The lightning bolt that would give new direction to his faith and life struck on Easter Sunday, 2001, during an innocent conversation with a pastor after he'd read the Scriptures at Holy Rosary Cathedral in Vancouver.
"Say the word, and you could be in Rome studying the priesthood," said the pastor.
The idea, says Evanko, took his breath away. He started to cry.
"That's exactly what I must do," thought Evanko. For the next four years he undertook the Catholic Formation, the rigourous education process for potential priests in which they learn theology, the church's history and develop the spiritual tools of their calling.

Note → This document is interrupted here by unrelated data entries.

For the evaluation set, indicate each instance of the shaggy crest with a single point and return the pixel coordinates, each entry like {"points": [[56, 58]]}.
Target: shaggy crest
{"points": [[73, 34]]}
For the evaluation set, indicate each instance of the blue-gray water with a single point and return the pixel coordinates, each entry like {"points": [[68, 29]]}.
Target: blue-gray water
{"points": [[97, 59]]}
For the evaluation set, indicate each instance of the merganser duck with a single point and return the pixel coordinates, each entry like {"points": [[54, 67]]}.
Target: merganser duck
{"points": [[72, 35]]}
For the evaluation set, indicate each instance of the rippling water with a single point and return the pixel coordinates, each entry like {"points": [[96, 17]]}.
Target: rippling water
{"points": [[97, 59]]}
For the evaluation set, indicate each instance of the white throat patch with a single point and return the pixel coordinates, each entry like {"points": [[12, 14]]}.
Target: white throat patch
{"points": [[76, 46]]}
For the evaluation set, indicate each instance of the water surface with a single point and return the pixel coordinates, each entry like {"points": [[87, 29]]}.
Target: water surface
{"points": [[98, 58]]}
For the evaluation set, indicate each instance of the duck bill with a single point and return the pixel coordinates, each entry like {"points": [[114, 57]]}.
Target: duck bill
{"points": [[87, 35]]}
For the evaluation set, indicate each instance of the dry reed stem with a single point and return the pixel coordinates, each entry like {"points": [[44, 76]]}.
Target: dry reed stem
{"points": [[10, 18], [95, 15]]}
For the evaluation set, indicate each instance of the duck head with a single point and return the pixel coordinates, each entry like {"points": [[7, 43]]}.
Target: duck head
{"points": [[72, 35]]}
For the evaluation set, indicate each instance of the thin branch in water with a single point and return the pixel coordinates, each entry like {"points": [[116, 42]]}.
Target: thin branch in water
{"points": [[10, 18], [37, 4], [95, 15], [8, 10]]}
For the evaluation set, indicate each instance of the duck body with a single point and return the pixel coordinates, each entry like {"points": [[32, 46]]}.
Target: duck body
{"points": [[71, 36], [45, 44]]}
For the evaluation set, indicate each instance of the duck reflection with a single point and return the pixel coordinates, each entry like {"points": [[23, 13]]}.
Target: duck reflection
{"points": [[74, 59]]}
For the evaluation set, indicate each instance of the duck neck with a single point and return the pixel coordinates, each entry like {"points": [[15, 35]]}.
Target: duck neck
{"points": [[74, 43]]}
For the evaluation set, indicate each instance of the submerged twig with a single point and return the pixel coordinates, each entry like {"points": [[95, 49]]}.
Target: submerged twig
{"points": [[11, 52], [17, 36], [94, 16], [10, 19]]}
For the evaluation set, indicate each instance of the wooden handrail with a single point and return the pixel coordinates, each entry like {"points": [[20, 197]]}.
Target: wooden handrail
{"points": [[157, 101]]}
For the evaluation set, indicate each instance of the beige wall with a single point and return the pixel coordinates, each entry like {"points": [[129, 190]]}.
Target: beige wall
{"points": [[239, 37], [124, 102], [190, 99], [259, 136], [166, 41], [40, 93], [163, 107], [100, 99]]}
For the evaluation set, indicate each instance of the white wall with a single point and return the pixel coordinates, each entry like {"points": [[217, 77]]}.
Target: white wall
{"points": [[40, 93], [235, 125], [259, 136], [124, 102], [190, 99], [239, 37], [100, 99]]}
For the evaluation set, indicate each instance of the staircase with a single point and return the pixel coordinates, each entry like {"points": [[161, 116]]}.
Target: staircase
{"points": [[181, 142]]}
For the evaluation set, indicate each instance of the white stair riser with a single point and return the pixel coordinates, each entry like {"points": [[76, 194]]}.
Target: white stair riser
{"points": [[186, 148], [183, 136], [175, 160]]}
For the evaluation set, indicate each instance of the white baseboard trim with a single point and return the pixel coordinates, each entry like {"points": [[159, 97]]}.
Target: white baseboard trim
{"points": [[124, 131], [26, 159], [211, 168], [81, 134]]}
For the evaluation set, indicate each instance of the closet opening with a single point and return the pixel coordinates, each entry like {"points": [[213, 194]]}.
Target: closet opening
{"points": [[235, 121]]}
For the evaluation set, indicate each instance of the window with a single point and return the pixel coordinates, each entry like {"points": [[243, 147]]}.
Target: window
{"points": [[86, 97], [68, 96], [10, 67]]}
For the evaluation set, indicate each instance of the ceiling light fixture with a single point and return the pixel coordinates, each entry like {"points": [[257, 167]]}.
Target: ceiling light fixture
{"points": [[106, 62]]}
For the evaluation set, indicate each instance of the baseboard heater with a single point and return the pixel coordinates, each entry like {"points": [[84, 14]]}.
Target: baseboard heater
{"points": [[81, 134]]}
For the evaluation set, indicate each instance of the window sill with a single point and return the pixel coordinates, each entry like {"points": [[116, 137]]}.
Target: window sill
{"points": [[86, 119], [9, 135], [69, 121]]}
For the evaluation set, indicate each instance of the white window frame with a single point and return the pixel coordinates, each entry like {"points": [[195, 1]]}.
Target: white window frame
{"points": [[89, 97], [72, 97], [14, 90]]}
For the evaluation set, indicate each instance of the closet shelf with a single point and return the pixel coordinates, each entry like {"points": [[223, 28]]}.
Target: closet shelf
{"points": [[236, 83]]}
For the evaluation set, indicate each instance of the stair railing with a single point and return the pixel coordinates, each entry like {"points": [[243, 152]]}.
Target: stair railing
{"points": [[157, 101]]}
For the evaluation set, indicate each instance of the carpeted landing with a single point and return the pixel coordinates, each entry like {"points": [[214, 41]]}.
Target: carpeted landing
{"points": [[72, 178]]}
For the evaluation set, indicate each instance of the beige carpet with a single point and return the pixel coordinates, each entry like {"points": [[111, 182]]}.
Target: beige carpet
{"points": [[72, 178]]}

"I thought I would learn how to baptize babies, conduct weddings and funerals," says Evanko, who started his studies in Rome, spent a year in Washington, D.C., then completed them in Ottawa. "But that was just the tip of the iceberg."
His family and friends were supportive, some of his acting colleagues not so much.
"It was not easy, but there was this huge carrot, the opportunity to be a priest," says Evanko.
When he was ordained in August, 2005, Evanko thought he'd closed the acting chapter of his life for good. "I'm not an entertainer anymore," he told himself.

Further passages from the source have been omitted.